This half-sunken residential plaza on the north side of East 71st Street between the F.D.R. Drive and York Avenue belies the conventional wisdom that below-grade spaces are necessarily dark and depressing. Good design is key. The space is a capacious courtyard covered in an inviting reddish brick. Its unusually wide and unobstructed street frontage guarantees that sunlight reaches some or all of the space during the day. A steady stream of people entering and exiting the hospital north enlivens the plaza and ensures that it never depends exclusively on its own qualities to generate pedestrian traffic. And, to be fair, the space is only seven steps below the sidewalk, not so deep as some of the less successful truly sunken plazas, for example, those at Paramount Plaza.

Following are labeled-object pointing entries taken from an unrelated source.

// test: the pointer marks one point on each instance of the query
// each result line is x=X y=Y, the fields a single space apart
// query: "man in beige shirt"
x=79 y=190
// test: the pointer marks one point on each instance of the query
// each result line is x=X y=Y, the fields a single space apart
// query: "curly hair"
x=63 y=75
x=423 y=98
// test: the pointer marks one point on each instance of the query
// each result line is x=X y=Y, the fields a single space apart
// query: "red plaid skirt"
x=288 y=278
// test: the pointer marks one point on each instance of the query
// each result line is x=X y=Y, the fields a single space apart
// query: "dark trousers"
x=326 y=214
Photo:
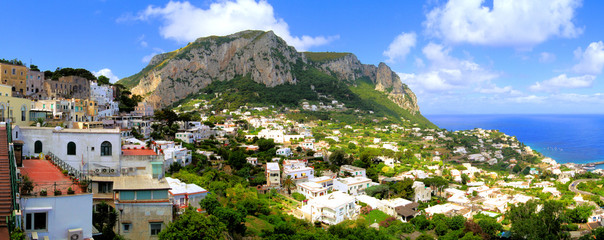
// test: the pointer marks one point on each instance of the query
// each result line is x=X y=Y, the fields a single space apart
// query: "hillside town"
x=76 y=165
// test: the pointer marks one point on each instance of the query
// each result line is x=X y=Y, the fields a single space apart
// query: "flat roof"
x=45 y=175
x=138 y=152
x=353 y=180
x=179 y=187
x=73 y=130
x=139 y=182
x=272 y=166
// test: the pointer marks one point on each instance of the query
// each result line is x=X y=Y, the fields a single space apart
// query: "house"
x=297 y=170
x=331 y=209
x=311 y=189
x=92 y=150
x=400 y=208
x=252 y=160
x=353 y=171
x=325 y=181
x=448 y=209
x=173 y=153
x=143 y=204
x=352 y=185
x=19 y=107
x=422 y=193
x=184 y=195
x=52 y=215
x=286 y=152
x=186 y=137
x=273 y=175
x=143 y=109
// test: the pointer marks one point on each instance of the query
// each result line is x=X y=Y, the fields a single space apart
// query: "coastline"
x=565 y=138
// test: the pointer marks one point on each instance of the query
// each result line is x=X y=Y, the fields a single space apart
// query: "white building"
x=352 y=170
x=352 y=185
x=297 y=170
x=286 y=152
x=311 y=189
x=184 y=194
x=82 y=149
x=54 y=216
x=173 y=153
x=331 y=209
x=186 y=137
x=422 y=193
x=273 y=174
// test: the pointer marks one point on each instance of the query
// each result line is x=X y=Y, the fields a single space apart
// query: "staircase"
x=5 y=185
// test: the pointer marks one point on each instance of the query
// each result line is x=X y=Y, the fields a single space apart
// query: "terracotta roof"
x=138 y=152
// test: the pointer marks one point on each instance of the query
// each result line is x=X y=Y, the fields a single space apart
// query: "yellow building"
x=14 y=76
x=17 y=109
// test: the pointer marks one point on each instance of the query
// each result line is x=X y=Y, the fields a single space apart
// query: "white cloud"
x=562 y=81
x=591 y=60
x=518 y=23
x=400 y=47
x=445 y=72
x=528 y=99
x=494 y=89
x=183 y=22
x=107 y=73
x=546 y=57
x=148 y=58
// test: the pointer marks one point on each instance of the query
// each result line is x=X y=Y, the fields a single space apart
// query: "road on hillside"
x=573 y=187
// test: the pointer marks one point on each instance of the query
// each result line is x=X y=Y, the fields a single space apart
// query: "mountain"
x=248 y=65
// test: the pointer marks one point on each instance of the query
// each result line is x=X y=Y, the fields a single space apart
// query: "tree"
x=579 y=214
x=210 y=203
x=378 y=191
x=338 y=158
x=102 y=80
x=490 y=227
x=193 y=225
x=104 y=218
x=288 y=183
x=528 y=223
x=233 y=219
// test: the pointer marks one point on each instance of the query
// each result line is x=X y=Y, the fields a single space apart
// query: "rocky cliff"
x=264 y=56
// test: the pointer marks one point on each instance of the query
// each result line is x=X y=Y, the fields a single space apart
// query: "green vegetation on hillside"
x=242 y=90
x=324 y=56
x=380 y=103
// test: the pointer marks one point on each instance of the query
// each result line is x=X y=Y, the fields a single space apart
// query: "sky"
x=458 y=56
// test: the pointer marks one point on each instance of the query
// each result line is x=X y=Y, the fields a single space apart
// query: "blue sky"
x=458 y=56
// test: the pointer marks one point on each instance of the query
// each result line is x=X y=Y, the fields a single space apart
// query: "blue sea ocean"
x=565 y=138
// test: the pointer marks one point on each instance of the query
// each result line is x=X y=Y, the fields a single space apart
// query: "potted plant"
x=84 y=185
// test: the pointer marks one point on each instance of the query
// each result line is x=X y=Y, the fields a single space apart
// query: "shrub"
x=298 y=196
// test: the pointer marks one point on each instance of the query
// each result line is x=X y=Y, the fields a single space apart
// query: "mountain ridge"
x=265 y=58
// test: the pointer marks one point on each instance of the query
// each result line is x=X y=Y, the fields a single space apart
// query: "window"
x=35 y=221
x=38 y=147
x=105 y=187
x=71 y=148
x=126 y=227
x=155 y=228
x=106 y=148
x=23 y=111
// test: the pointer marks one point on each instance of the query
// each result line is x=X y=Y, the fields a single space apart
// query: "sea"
x=564 y=138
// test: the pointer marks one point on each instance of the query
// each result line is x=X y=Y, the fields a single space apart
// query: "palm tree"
x=288 y=183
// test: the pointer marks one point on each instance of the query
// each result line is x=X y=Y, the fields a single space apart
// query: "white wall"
x=63 y=212
x=85 y=140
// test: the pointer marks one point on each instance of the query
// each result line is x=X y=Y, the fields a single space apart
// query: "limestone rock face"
x=267 y=58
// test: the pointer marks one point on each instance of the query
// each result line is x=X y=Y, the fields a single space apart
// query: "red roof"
x=45 y=175
x=138 y=152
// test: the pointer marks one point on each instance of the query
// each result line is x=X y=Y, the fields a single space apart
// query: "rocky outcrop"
x=172 y=76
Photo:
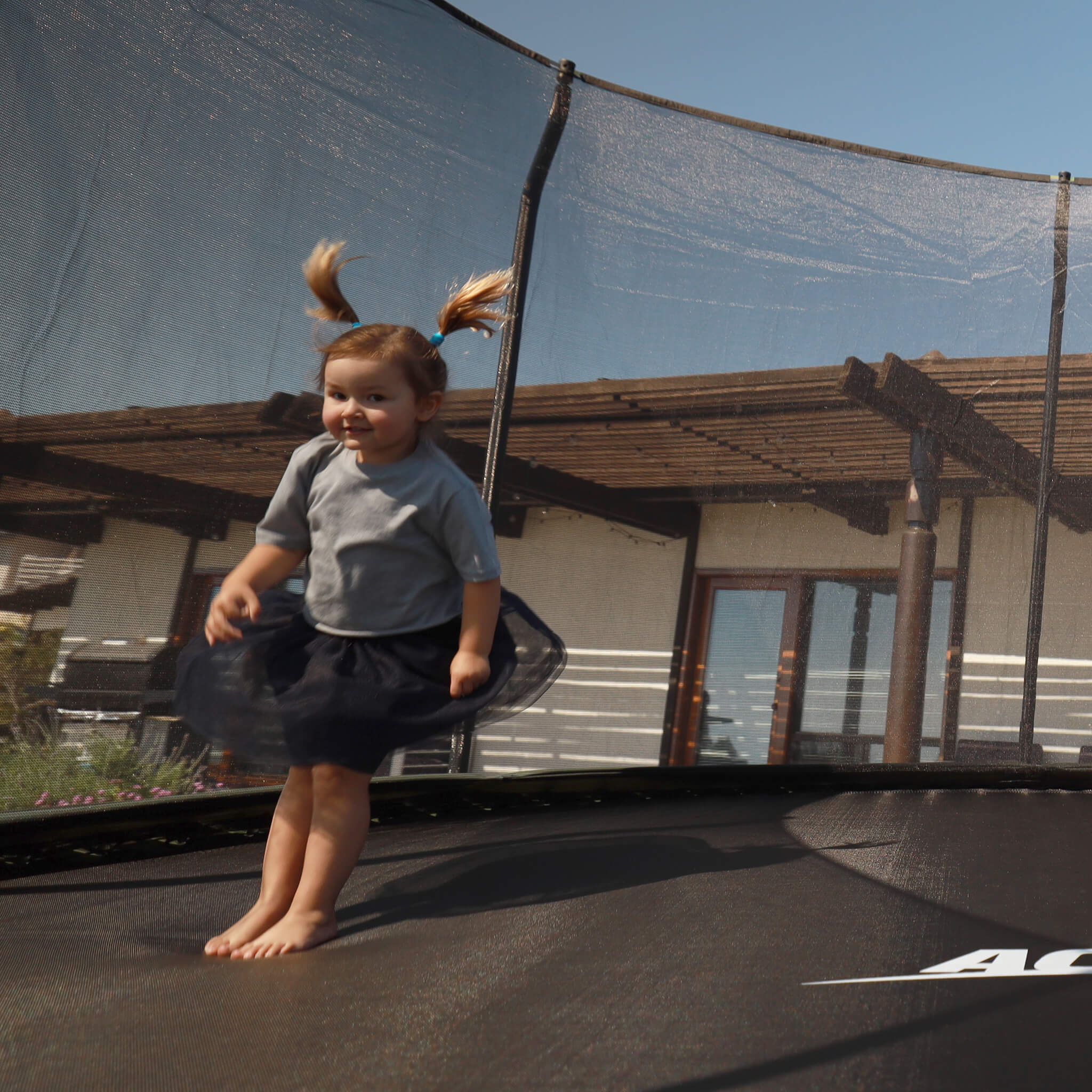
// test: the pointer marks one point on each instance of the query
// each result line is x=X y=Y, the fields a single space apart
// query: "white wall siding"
x=802 y=536
x=997 y=626
x=127 y=588
x=612 y=593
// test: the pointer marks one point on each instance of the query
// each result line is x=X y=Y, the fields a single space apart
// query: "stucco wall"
x=599 y=585
x=802 y=536
x=225 y=555
x=129 y=583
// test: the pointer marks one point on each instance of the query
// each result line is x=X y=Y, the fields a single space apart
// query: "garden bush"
x=45 y=774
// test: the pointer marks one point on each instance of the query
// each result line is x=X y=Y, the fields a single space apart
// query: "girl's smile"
x=371 y=406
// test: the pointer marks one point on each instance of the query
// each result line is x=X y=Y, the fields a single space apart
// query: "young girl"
x=403 y=630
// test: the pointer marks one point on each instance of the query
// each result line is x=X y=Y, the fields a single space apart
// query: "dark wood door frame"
x=799 y=584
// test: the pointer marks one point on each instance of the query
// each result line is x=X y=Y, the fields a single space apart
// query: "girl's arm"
x=263 y=567
x=470 y=668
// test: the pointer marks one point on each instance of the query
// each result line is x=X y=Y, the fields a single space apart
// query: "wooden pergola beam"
x=34 y=462
x=74 y=530
x=43 y=598
x=530 y=481
x=909 y=399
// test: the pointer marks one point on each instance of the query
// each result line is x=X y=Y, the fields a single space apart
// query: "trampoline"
x=654 y=945
x=786 y=437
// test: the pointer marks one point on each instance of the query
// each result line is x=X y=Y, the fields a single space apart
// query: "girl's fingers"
x=253 y=604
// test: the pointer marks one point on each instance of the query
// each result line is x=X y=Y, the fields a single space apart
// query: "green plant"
x=49 y=774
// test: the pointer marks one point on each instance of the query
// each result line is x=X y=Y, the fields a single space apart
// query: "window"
x=795 y=667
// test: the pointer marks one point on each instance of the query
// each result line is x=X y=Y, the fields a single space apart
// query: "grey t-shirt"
x=391 y=544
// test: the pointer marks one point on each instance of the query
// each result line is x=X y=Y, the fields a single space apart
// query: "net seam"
x=727 y=119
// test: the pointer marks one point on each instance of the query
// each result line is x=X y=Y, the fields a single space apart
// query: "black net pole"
x=521 y=266
x=1047 y=469
x=513 y=328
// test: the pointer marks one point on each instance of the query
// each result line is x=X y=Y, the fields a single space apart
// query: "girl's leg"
x=340 y=820
x=282 y=866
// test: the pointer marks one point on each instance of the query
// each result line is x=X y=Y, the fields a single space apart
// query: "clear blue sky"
x=1000 y=84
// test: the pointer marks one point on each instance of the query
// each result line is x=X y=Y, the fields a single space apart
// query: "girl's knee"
x=328 y=778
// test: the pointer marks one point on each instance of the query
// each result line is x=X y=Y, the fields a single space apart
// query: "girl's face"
x=371 y=406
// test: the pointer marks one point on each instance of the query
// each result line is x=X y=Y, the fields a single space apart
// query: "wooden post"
x=902 y=736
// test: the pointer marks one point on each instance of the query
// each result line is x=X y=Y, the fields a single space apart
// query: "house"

A mushroom-shaped polished granite fountain and pink-tinted pool occupy the center. The ledge deserves special praise as one of the few in the City’s public space inventory that allows users to drape their legs comfortably in the water. Nearby planters stocked with mature trees, flowers, and ground cover echo the curve of the fountain, and provide plentiful seating themselves on attached polished granite benches. The landscaped western edge has one of the longest linear stretches of polished granite bench to be found in any public space. When the sun bakes this side before moving eastward, users either abandon or descend upon the bench. The eastern side is crowded with movable glass-topped white tables and chairs that often find their way to other parts of the space. A café provides takeout food.
Two plaques are located at the top of the stairs, east on a planter wall. One dedicates the plaza to Mildred Hilson for her devoted service to the Hospital for Special Surgery; the other is the public space plaque. Ironically, the only evidence of sloppy maintenance at this space is the public space plaque, which is dull to the point of illegibility. The Mildred Hilson plaque is shiny and legible.